Starting on 30 April Eurostar will operate direct services into London from Amsterdam.
Up until now, passengers travelling from Amsterdam to London had to disembark in Brussels for passport checks – red tape made necessary by Britain’s decision not to be part of the Schengen Area. However, Eurostar’s Amsterdam station now has the relevant border infrastructure to perform the passport checks at departure. On 18 May the direct Eurostar service from Rotterdam to London will follow.
Eurostar has been running direct services from London to Amsterdam since 2018.
To mark the new direct service, the inaugural Eurostar departed Amsterdam for London at 7:48am on 4 February. A week later, on 11 February, passengers will be able to buy tickets for the new service. Tickets will start at 35 GBP | 41 euros.
The ability to travel direct for both the outbound and the return journey will hopefully entice more passengers to use rail over its much more polluting alternative, flying. Eurostar estimates that making this journey by rail rather than by plane will save 80 percent of carbon per passenger.

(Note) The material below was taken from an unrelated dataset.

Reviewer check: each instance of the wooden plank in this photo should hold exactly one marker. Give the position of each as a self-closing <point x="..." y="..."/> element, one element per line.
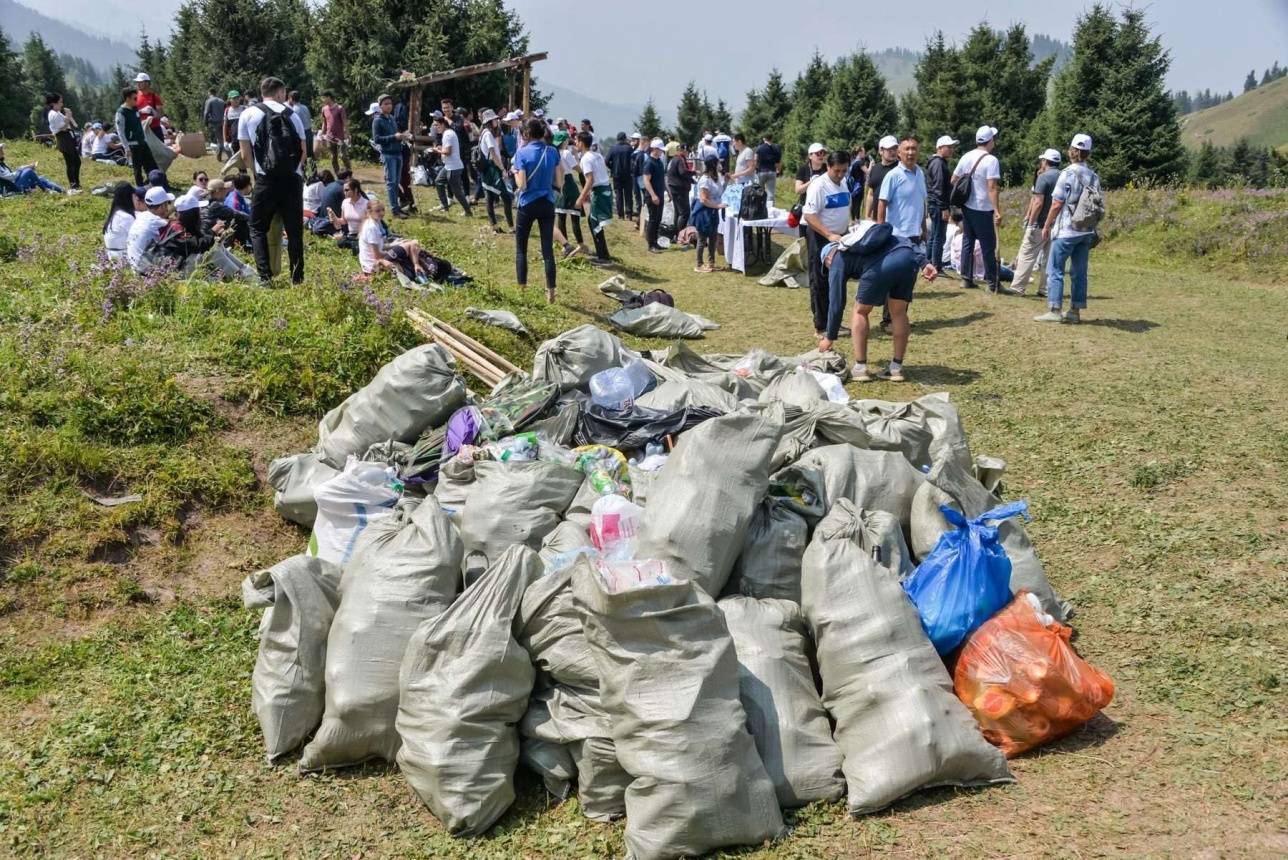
<point x="468" y="71"/>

“The direct connection makes the train journey to London easier and faster. Checks in Brussels will no longer be necessary, saving travellers an hour of travel time. This way the train really becomes a fully-fledged alternative to the plane.”

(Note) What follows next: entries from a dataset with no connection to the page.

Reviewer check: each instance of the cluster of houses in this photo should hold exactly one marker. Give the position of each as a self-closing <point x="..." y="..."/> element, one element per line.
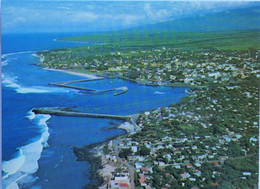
<point x="184" y="138"/>
<point x="186" y="154"/>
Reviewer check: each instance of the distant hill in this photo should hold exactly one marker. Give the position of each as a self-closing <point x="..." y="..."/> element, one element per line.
<point x="233" y="29"/>
<point x="238" y="19"/>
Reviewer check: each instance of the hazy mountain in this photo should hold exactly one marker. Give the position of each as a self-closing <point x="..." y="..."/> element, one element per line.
<point x="238" y="19"/>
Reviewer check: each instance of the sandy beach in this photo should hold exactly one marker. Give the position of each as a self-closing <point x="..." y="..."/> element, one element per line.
<point x="130" y="128"/>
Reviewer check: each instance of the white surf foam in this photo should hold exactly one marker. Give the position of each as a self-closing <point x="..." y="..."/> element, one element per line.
<point x="23" y="52"/>
<point x="159" y="92"/>
<point x="4" y="63"/>
<point x="20" y="169"/>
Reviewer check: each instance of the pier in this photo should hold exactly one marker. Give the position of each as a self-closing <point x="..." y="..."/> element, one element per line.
<point x="88" y="90"/>
<point x="78" y="114"/>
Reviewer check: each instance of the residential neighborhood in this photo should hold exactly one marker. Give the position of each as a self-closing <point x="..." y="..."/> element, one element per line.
<point x="207" y="140"/>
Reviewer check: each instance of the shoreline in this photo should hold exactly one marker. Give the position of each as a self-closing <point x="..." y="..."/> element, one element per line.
<point x="90" y="76"/>
<point x="95" y="153"/>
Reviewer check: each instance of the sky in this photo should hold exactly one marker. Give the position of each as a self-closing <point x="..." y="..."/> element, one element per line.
<point x="92" y="16"/>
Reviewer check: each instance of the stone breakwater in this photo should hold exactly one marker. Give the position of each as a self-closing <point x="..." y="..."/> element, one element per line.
<point x="78" y="114"/>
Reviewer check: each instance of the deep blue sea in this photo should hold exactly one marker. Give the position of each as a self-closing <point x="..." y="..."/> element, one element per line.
<point x="37" y="149"/>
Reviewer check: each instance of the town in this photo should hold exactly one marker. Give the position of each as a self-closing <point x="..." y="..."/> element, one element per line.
<point x="208" y="140"/>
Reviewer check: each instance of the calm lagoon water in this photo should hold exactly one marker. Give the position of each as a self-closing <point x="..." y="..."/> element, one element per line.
<point x="37" y="149"/>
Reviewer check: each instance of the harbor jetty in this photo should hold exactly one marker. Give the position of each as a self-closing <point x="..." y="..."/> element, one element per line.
<point x="78" y="114"/>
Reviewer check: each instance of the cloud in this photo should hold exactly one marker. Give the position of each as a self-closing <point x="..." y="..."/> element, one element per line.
<point x="66" y="8"/>
<point x="101" y="15"/>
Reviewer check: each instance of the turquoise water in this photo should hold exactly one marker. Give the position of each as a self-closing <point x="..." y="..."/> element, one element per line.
<point x="37" y="150"/>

To date there are three direct services per day from London to the Netherlands. Once the direct Amsterdam-London service commences, Eurostar will start with two services per day, and hopes to increase that to first three, then four.
“Brexit or not, London will be closer from 30th April. Eurostar will take travellers from the centre of Amsterdam to the heart of London in four hours. The international services to Brussels and Paris are already a success, and from today we can now add London: the sustainable train is the future and brings Europeans together.”
Cora Van Nieuwenhuizen, Minister of Infrastructure and Water Management, and Ankie Broekers-Knol, Secretary of State for Security and Justice, were at the station in Amsterdam to see off the inaugural service. The Eurostar can complete the journey in 4hrs 9mins. In London, the train was greeted by Grant Shapps, Secretary of State for Transport (UK).
“We’re continuing to invest in modern, efficient transport links with the continent so our businesses and tourism industry can flourish. The days of passengers being forced to decamp from the train at Brussels to file through passport control will soon be over, as we look forward to direct, return, high-speed services to Amsterdam and beyond.”
Eurostar says that in addition to being a much less polluting way to travel than by air, it is also planting a tree for every service it operates across its routes.
“Our services from the UK to the Netherlands have proved very popular with over half a million travellers since launch. Our fully direct service marks an exciting advance for high-speed rail and provides consumers with a comfortable, environmentally friendly alternative to the airlines on one of Europe’s busiest leisure and business routes.”
Another route that will hopefully become direct in 2022 is between Bordeaux and London. The issue is the same one – the station in Bordeaux doesn’t currently have the necessary infrastructure to perform passport checks so passengers have to disembark in Paris to accommodate the British requirement.